Earlier this week, the Bulletin of Atomic Scientists announced that the Doomsday Clock wouldn’t tick any closer to midnight, but that it wouldn’t tick any further away, either. The clock will remain at “three minutes to midnight,” where the Bulletin set it last year after growing concerned about U.S.-Russian relations, nuclear modernization programs, and climate change.
As I wrote in the tech section today, the Clock provides a rare opportunity to talk about “existential risk”: those threats so vast that they could endanger all of humanity. Existential risk is undergoing a bit of a renaissance right now: Nick Bostrom, the Cambridge philosopher who coined the term, is the subject of skeptical magazine profiles; and millions of tech-made dollars have gone into funding “good A.I.” research.
In fact, there’s a sort of debate right now among Silicon Valley technologists: Does climate change or artificial intelligence post a greater existential risk to humanity?
To more climate-attuned forecasters, this can seem a little silly. “Worrying about sentient A.I. as the ice caps melt is like standing on the tracks as the train rushes in, worrying about being hit by lightning,” once tweeted Bret Victor, a former designer at Apple. (He’d go on to write a guide to what the motivated technologist can do about climate change.) Some of the computing industry’s figureheads—among them Peter Thiel and Elon Musk—disagree, or, at least, find A.I. sufficiently worrisome to invest their wealth in stopping it.
What always strikes me about this is that both sides can imagine their own form of historical irony. Imagine two throwaway lines in a circa-2100 historical review:
“Yet even as the planet’s atmosphere reached the point of no return, some of America’s keenest technical minds poured millions into preventing sentient artificial intelligence, a technological feat now believed to be centuries away.”
Or…
“Despite urgent warnings from some of the most talented engineers on the planet about what was to come, the United States government stayed focused on the danger of climate change.”
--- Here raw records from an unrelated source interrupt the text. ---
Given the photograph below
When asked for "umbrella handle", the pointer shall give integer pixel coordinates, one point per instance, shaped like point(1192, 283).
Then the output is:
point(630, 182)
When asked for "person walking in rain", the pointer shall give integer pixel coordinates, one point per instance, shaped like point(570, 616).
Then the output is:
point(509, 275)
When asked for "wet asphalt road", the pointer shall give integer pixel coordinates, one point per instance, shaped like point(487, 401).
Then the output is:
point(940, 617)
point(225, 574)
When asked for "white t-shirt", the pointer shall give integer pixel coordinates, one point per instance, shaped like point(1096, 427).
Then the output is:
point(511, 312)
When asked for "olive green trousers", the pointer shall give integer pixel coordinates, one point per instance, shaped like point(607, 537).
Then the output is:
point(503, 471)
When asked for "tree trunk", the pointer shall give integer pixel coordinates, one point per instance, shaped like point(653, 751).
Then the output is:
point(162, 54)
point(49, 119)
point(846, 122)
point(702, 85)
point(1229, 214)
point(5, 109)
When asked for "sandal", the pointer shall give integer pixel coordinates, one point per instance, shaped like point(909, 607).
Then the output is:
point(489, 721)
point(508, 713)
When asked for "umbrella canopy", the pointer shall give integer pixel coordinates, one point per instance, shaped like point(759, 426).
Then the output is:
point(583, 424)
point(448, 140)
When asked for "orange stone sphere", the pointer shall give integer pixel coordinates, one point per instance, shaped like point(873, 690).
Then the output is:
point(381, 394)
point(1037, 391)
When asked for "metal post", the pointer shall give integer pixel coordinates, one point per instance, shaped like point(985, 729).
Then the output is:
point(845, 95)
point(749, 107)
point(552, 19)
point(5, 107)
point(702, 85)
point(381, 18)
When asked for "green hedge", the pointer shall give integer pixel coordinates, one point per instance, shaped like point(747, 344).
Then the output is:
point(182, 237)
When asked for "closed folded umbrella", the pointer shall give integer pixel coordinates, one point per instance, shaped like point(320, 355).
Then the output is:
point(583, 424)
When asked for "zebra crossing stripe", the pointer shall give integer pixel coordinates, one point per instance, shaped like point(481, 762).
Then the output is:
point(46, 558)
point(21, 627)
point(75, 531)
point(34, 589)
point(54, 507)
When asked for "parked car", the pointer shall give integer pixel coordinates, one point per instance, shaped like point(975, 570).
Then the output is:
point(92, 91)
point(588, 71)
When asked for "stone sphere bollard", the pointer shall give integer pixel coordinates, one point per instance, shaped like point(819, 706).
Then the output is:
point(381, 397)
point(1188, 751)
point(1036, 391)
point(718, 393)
For me, it demonstrates the limits of conspicuously meta-historical thinking. History is easy to predict in retrospect; to actually live through it is to see thousands of terrifying possibilities that never come to pass (cf. Vice President Palin). I think vastly more wealth should go to stopping climate change than evil A.I.—but maybe wealth should also go toward handling global pandemics, or reducing extreme poverty, or funding America’s sclerotic democratic institutions.
For me, the thought that that history might one day judge our own era is a happy one. But that’s because, if history is still getting written in 2100, it means there will be people to write it.